There are other clues to what Q* could be. The name may be an allusion to Q-learning, a form of reinforcement learning that involves an algorithm learning to solve a problem through positive or negative feedback, which has been used to create game-playing bots and to tune ChatGPT to be more helpful. Some have suggested that the name may also be related to the A* search algorithm, widely used to have a program find the optimal path to a goal.

The Information throws another clue into the mix: “Sutskever’s breakthrough allowed OpenAI to overcome limitations on obtaining enough high-quality data to train new models,” its story says. “The research involved using computer-generated [data], rather than real-world data like text or images pulled from the internet, to train new models.” That appears to be a reference to the idea of training algorithms with so-called synthetic training data, which has emerged as a way to train more powerful AI models.

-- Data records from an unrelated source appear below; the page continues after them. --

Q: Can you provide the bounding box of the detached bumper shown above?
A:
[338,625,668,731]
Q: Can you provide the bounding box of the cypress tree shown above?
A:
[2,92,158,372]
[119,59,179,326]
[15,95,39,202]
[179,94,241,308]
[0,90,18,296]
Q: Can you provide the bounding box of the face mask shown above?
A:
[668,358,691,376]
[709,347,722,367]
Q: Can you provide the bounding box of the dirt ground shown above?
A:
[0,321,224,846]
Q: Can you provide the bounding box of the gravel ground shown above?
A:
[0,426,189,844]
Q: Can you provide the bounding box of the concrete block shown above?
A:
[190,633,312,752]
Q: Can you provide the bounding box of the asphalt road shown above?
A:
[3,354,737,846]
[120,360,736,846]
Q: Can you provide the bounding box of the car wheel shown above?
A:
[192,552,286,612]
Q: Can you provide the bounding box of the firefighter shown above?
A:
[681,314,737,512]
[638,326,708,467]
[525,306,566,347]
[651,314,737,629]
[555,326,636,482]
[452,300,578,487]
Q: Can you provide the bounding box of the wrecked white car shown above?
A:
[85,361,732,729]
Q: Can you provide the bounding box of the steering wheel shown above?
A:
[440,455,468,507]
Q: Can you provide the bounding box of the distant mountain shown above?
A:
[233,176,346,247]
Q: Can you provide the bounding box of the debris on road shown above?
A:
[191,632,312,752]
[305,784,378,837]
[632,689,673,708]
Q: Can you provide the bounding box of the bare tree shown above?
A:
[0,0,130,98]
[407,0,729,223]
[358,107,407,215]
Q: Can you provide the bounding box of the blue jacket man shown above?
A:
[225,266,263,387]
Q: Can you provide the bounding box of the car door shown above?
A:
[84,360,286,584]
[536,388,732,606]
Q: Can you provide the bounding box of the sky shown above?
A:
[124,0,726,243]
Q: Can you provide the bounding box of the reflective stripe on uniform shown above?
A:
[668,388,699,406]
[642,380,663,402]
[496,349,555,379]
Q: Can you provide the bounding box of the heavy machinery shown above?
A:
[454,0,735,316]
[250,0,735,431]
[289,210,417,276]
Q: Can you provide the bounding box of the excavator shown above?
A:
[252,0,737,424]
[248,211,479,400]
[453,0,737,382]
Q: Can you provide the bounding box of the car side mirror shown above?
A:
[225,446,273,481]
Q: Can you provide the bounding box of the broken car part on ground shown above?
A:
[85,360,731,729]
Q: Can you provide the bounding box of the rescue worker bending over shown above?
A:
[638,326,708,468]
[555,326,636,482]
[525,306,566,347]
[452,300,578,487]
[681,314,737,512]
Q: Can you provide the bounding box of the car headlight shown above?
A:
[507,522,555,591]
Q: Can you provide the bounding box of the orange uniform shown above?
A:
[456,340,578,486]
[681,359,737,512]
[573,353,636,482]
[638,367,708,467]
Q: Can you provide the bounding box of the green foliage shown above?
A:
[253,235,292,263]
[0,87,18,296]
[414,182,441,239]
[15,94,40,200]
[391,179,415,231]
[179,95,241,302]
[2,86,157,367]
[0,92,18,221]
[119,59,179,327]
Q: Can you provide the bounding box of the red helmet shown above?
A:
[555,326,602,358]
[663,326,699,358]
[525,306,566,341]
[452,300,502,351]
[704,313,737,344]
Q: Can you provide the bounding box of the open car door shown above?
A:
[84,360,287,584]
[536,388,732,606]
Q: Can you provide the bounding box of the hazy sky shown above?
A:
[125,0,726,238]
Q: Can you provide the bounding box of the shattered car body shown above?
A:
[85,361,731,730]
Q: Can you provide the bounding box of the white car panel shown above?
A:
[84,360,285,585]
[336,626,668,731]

Subbarao Kambhampati, a professor at Arizona State University who is researching the reasoning limitations of LLMs, thinks that Q* may involve using huge amounts of synthetic data, combined with reinforcement learning, to train LLMs to specific tasks such as simple arithmetic. Kambhampati notes that there is no guarantee that the approach will generalize into something that can figure out how to solve any possible math problem.

For more speculation on what Q* might be, read this post by a machine-learning scientist who pulls together the context and clues in impressive and logical detail. The TLDR version is that Q* could be an effort to use reinforcement learning and a few other techniques to improve a large language model’s ability to solve tasks by reasoning through steps along the way. Although that might make ChatGPT better at math conundrums, it’s unclear whether it would automatically suggest AI systems could evade human control.

That OpenAI would try to use reinforcement learning to improve LLMs seems plausible because many of the company’s early projects, like video-game-playing bots, were centered on the technique. Reinforcement learning was also central to the creation of ChatGPT, because it can be used to make LLMs produce more coherent answers by asking humans to provide feedback as they converse with a chatbot. When WIRED spoke with Demis Hassabis, the CEO of Google DeepMind, earlier this year, he hinted that the company was trying to combine ideas from reinforcement learning with advances seen in large language models.

Rounding up the available clues about Q*, it hardly sounds like a reason to panic. But then, it all depends on your personal P(doom) value—the probability you ascribe to the possibility that AI destroys humankind. Long before ChatGPT, OpenAI’s scientists and leaders were initially so freaked out by the development of GPT-2, a 2019 text generator that now seems laughably puny, that they said it could not be released publicly. Now the company offers free access to much more powerful systems.

OpenAI refused to comment on Q*. Perhaps we will get more details when the company decides it’s time to share more results from its efforts to make ChatGPT not just good at talking but good at reasoning too.